Al término de la canción debían detenerse, girar a la izquierda y comenzar a caminar y cantar otra vez siguiendo el irregular sendero a lo largo del maizal y luego otra vez... y otra vez, el recorrido por el conocido circuito las habría llevado frente a la puerta trasera de la casa, que debían trasponer sin dilación pues si se demoraban, si titubeaban, si se desviaban en cualquier punto de la rigurosa rutina escucharían tras ellas a su padre amartillar su vieja escopeta de dos cañones mientras azuzaba a su enorme perro que salpicaría sus medias y pantorrillas con espesa saliva mientras ladraba su furia al cabo de una gruesa cadena.

Pero ese día... ese día había algo diferente, mientras caminaban su primera canción Clara trataba de descubrir qué había cambiado y al cabo de unos metros, apenas en los primeros pasos, en los primeros versos de la primera estrofa se dió cuenta: ¡El perro!.


El perro ladraba enloquecido pero no detrás de ellas sino allá... a su derecha.
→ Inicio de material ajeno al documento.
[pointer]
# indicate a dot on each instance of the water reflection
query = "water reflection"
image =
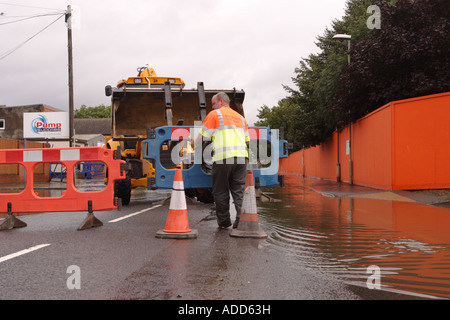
(409, 242)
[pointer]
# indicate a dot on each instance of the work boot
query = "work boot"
(224, 225)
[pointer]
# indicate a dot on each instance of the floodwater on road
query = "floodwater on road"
(408, 242)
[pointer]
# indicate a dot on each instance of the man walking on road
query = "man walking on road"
(229, 133)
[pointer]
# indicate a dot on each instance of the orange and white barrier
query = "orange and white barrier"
(72, 199)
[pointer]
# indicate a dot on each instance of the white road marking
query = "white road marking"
(134, 214)
(14, 255)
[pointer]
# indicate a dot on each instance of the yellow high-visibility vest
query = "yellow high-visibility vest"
(228, 131)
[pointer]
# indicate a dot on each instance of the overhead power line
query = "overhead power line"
(22, 5)
(30, 17)
(7, 53)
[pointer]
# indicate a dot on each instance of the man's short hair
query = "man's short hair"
(223, 96)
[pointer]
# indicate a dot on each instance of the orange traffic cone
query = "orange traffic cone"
(177, 224)
(248, 223)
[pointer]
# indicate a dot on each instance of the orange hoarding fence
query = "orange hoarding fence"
(27, 201)
(403, 145)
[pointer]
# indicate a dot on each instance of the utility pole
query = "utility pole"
(70, 66)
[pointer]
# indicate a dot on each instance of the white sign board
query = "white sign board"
(47, 125)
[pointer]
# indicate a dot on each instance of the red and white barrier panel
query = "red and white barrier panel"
(72, 199)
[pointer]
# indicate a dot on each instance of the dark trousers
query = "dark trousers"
(228, 177)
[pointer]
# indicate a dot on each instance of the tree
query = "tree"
(317, 80)
(408, 57)
(100, 111)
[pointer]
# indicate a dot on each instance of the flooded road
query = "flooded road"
(409, 242)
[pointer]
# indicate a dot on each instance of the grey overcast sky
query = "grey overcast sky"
(253, 45)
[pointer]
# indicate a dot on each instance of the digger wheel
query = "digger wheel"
(122, 189)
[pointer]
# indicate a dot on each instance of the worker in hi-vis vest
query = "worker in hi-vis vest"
(228, 131)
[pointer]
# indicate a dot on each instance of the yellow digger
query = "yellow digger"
(142, 103)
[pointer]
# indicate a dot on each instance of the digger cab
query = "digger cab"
(143, 103)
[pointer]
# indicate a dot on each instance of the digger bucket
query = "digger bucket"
(136, 108)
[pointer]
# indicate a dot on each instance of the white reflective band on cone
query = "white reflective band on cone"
(249, 203)
(178, 201)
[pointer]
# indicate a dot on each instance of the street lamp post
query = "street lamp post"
(346, 37)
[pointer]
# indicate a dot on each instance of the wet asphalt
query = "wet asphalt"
(124, 260)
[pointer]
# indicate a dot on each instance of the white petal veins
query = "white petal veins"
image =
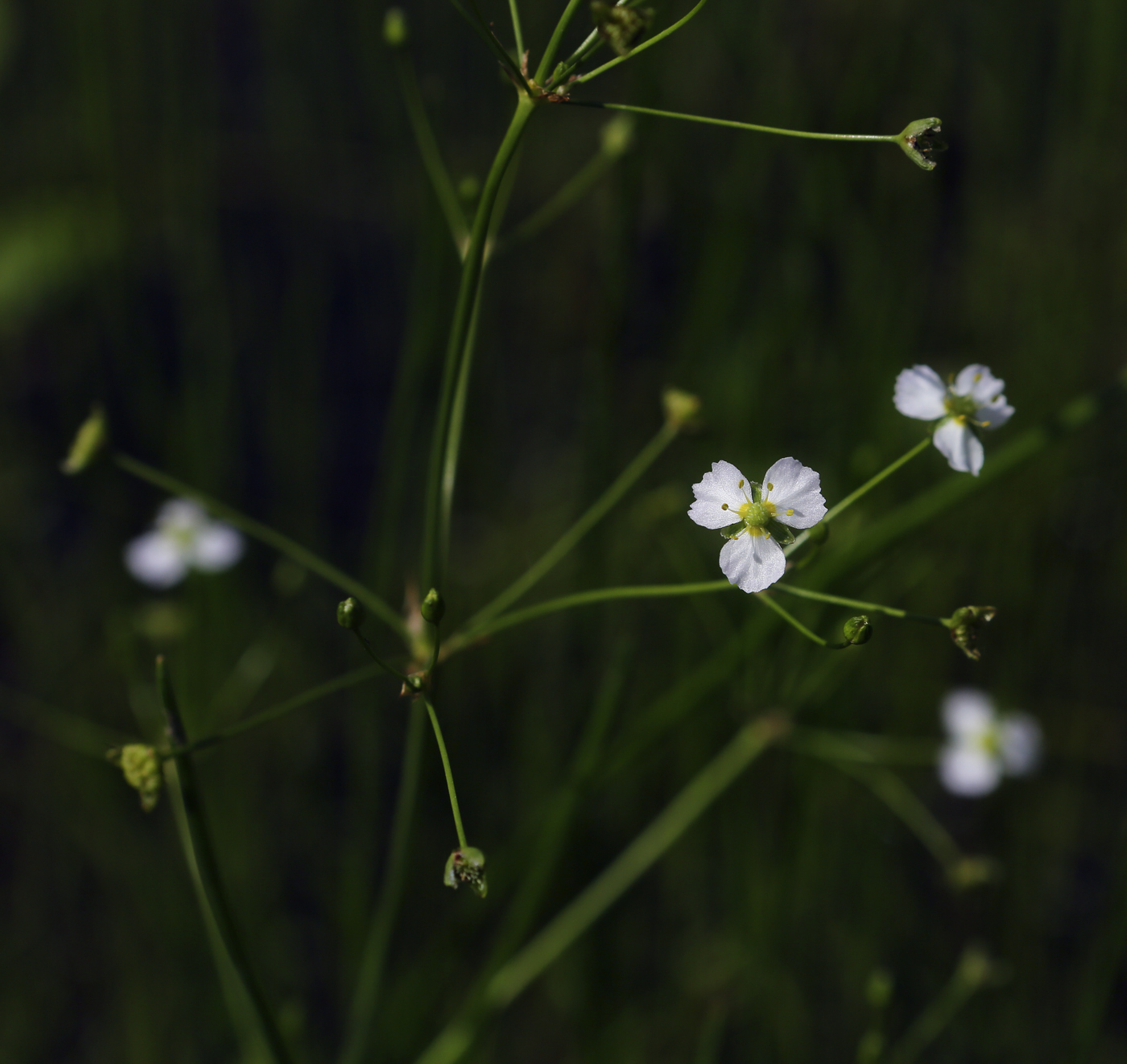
(796, 487)
(960, 445)
(920, 393)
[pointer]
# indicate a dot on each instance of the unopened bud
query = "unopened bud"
(394, 27)
(433, 607)
(141, 768)
(681, 407)
(920, 142)
(965, 624)
(858, 630)
(467, 866)
(88, 441)
(351, 614)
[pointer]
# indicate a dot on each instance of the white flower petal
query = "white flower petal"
(155, 559)
(1020, 740)
(724, 485)
(980, 383)
(994, 415)
(217, 546)
(752, 563)
(968, 771)
(920, 393)
(797, 487)
(968, 712)
(960, 445)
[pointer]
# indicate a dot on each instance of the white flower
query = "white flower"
(984, 745)
(184, 539)
(974, 398)
(791, 495)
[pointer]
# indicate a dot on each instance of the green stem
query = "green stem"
(433, 563)
(546, 64)
(200, 856)
(313, 695)
(374, 960)
(858, 604)
(450, 776)
(638, 857)
(265, 534)
(431, 155)
(642, 47)
(564, 545)
(740, 126)
(473, 633)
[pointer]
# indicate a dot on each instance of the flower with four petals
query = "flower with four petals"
(757, 517)
(972, 400)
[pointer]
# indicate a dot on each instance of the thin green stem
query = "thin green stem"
(431, 155)
(858, 604)
(374, 962)
(478, 630)
(549, 58)
(433, 563)
(200, 856)
(568, 540)
(265, 534)
(313, 695)
(642, 47)
(794, 621)
(450, 774)
(600, 895)
(518, 36)
(738, 126)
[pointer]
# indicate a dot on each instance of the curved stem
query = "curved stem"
(642, 47)
(450, 774)
(265, 534)
(433, 563)
(741, 126)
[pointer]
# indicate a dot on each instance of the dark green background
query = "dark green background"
(213, 219)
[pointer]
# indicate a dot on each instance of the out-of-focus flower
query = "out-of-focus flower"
(983, 745)
(972, 400)
(757, 517)
(184, 538)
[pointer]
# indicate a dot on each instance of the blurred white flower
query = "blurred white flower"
(972, 399)
(185, 538)
(757, 517)
(984, 745)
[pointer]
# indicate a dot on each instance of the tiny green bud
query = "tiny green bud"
(394, 27)
(433, 608)
(858, 630)
(351, 614)
(965, 624)
(681, 407)
(920, 142)
(467, 866)
(88, 441)
(141, 768)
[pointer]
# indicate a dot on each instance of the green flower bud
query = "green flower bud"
(351, 614)
(965, 624)
(141, 768)
(433, 608)
(394, 27)
(88, 441)
(467, 866)
(920, 143)
(858, 630)
(681, 407)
Clara podía escuchar el chasquido de la cadena al tensarse con violencia y al animal aullar, ladrar y gruñir... pero lejos, lejos... ¡el perro seguía amarrado a la puerta del granero!.
 

Temerosa siguió caminando y aún trataba de comprender el significado de ese cambio en la rutina cuando llegó al final de la canción y, siguiendo un impulso, en vez de girar a la izquierda, como debía, como había hecho siempre, empujó a su hermanita dos pasos mas y se detuvo expectante, atenta a los eventos que habrían de desarrollarse a sus espaldas, pero el esperado "clack, clack" de la vieja escopeta no se escuchó, dentro de la máscara el mundo le llegaba con el tenue rumor del vacío, apenas un cuervo distante, el viento despeinando el maizal y el perro que aun ladraba de vez en cuando. Dos pasos mas... luego tres... y nada... luego ya ninguna contó los pasos, ninguna cantó en su mente la estúpida canción, solo siguieron adelante por el sendero dejando atrás la casa, el perro y el maizal y caminaron hasta que bajo sus pies sintieron que la grava suelta del camino daba paso a algo mas firme y sólido.

Se detuvieron y ambas, casi al mismo tiempo, giraron sus cuerpos un poco hacia el oeste, hacia el pueblo que asomaba allá sobre la loma, no necesitaban verlo para saber donde estaba, podían sentirlo, aún dentro de sus oscuras y opresivas máscaras podían olerlos, a todos, a cada uno de ellos.

Instintivamente Clara apretó la mano de su hermanita y en un siseo, con su vocecita de papel ardiendo dijo - Feliz Cumpleaños Libby - y claramente pudo oir a su hermana esbozar una sonrisa bajo su máscara seguida de ese gruñido lento y sordo que tanto mortificaba a su padre y que el pobre hombre, por mas que lo intentó, jamás logró descifrar aunque, tal vez, algún día habría llegado a comprenderlo en toda su espantosa dimensión si la muerte, misericordiosa, no le hubiese evitado el horror al tocar su corazón... ese día.